Paper short abstract:
We use the mobilities theory to examine how Kenyan migrants face emotional and skills disruptions in the UK hotel industry. Using dimensions of 'power' and 'emotions' we explore unequal, differential and hierarchical relations experienced at work despite a world-class hotelier training from Kenya.
Paper long abstract:
This paper serves as a useful conduit in 'voicing' migrants' lived experiences in a foreign country and in particular, considers shedding some light on the impact of migration on migrants' hotel careers. With reference to Kenyan hotel migrant workers in this study, their career development (or lack of) in the UK is examined. The traditional theory of career mobility whereby education and professional training have a strong positive impact on careers is challenged in this study. Instead we found that despite their world class industry-specific training, Kenyan hoteliers faced multiple (im)mobilities in their workplace. Using the mobilities theory and it's dimensions of 'power' and 'emotions' we explore the lived and career experiences of these migrant workers. We examine how their skills are under-deployed and the emotional disruptions that follow. We draw attention to the changes in the politics of power of movement in foreign land.

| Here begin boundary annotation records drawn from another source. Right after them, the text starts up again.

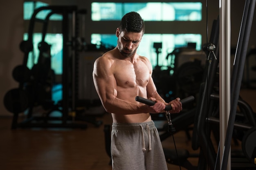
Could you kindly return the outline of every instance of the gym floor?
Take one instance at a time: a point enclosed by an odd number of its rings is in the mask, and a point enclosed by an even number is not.
[[[240,96],[256,111],[256,90],[242,89]],[[2,170],[110,170],[110,158],[105,147],[105,124],[111,124],[110,114],[98,116],[103,123],[99,127],[88,122],[85,129],[17,129],[11,130],[12,117],[0,118],[0,169]],[[193,150],[184,131],[174,134],[177,148]],[[172,137],[162,142],[164,147],[173,149]],[[217,145],[216,145],[216,146]],[[240,148],[240,146],[232,147]],[[194,166],[197,157],[189,160]],[[180,170],[168,163],[170,170]],[[182,167],[182,170],[186,169]]]

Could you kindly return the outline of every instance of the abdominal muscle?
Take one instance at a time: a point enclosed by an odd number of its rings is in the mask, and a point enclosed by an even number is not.
[[[150,114],[138,113],[124,115],[121,113],[111,113],[114,123],[141,123],[151,120]]]

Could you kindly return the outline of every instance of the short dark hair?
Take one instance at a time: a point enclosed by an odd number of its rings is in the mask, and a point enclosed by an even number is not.
[[[130,12],[122,18],[119,29],[121,31],[127,32],[140,33],[142,31],[143,35],[145,32],[144,21],[138,13]]]

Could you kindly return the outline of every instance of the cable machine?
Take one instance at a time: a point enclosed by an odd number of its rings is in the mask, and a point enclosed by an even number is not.
[[[50,10],[44,20],[36,16],[40,12]],[[7,109],[13,113],[11,128],[18,127],[65,127],[86,128],[85,123],[78,123],[75,120],[93,122],[96,126],[101,124],[92,118],[81,119],[76,112],[78,102],[78,52],[83,44],[78,38],[79,15],[84,15],[86,10],[78,10],[76,6],[47,6],[36,9],[30,21],[28,38],[22,41],[20,49],[24,53],[22,65],[13,70],[14,79],[19,82],[18,88],[12,89],[4,96],[4,104]],[[61,22],[63,36],[61,75],[62,99],[54,103],[52,98],[54,72],[51,69],[50,45],[45,39],[49,25],[49,19],[53,14],[63,17]],[[29,54],[33,46],[33,36],[35,27],[38,23],[42,24],[41,41],[38,44],[39,55],[37,63],[31,70],[27,66]],[[42,106],[46,113],[35,116],[33,109]],[[27,111],[26,118],[18,122],[19,114]],[[61,113],[61,116],[52,116],[54,111]]]

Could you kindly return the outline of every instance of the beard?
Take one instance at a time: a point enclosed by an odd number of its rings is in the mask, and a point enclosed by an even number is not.
[[[138,47],[137,47],[133,51],[129,50],[128,48],[121,48],[121,43],[119,41],[119,38],[117,39],[117,48],[119,50],[120,53],[124,57],[128,57],[134,55]]]

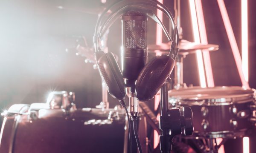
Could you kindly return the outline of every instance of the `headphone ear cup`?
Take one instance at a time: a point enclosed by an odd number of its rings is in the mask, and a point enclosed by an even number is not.
[[[125,85],[113,54],[100,51],[95,53],[95,57],[101,76],[109,94],[119,100],[123,99],[126,95]]]
[[[156,57],[147,63],[135,84],[139,100],[145,101],[153,98],[168,78],[174,65],[174,60],[166,55]]]

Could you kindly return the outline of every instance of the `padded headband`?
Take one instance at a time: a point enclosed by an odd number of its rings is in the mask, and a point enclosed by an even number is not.
[[[172,34],[173,34],[172,39],[169,35],[163,23],[155,14],[152,11],[150,8],[160,10],[164,13],[171,20],[172,23]],[[160,3],[154,0],[123,0],[106,8],[98,19],[94,31],[93,40],[95,52],[98,51],[99,49],[101,49],[99,45],[99,41],[112,24],[117,19],[119,18],[124,12],[133,9],[140,11],[146,13],[147,16],[152,18],[161,26],[168,40],[172,42],[170,54],[174,54],[174,56],[176,57],[177,54],[175,55],[176,51],[175,50],[178,46],[179,36],[174,19],[170,11],[165,6]],[[103,20],[104,17],[111,10],[112,11],[111,14],[105,20]],[[175,43],[173,43],[174,42]],[[174,56],[173,56],[173,57]]]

This knowledge is generated by the use of modified life history interviews with thirty-two Kenyan migrants including ten face to face and six Skype interviews conducted with participants that were still living and working in the UK. The remaining sixteen face-to-face interviews were conducted with participants who had returned to Kenya. The life history technique gives the overall picture of an individual, however, this research, focused only on the career stage of the participants and as such, parameters were drawn which started with their post secondary education through to their working lives as at the time of the interviews.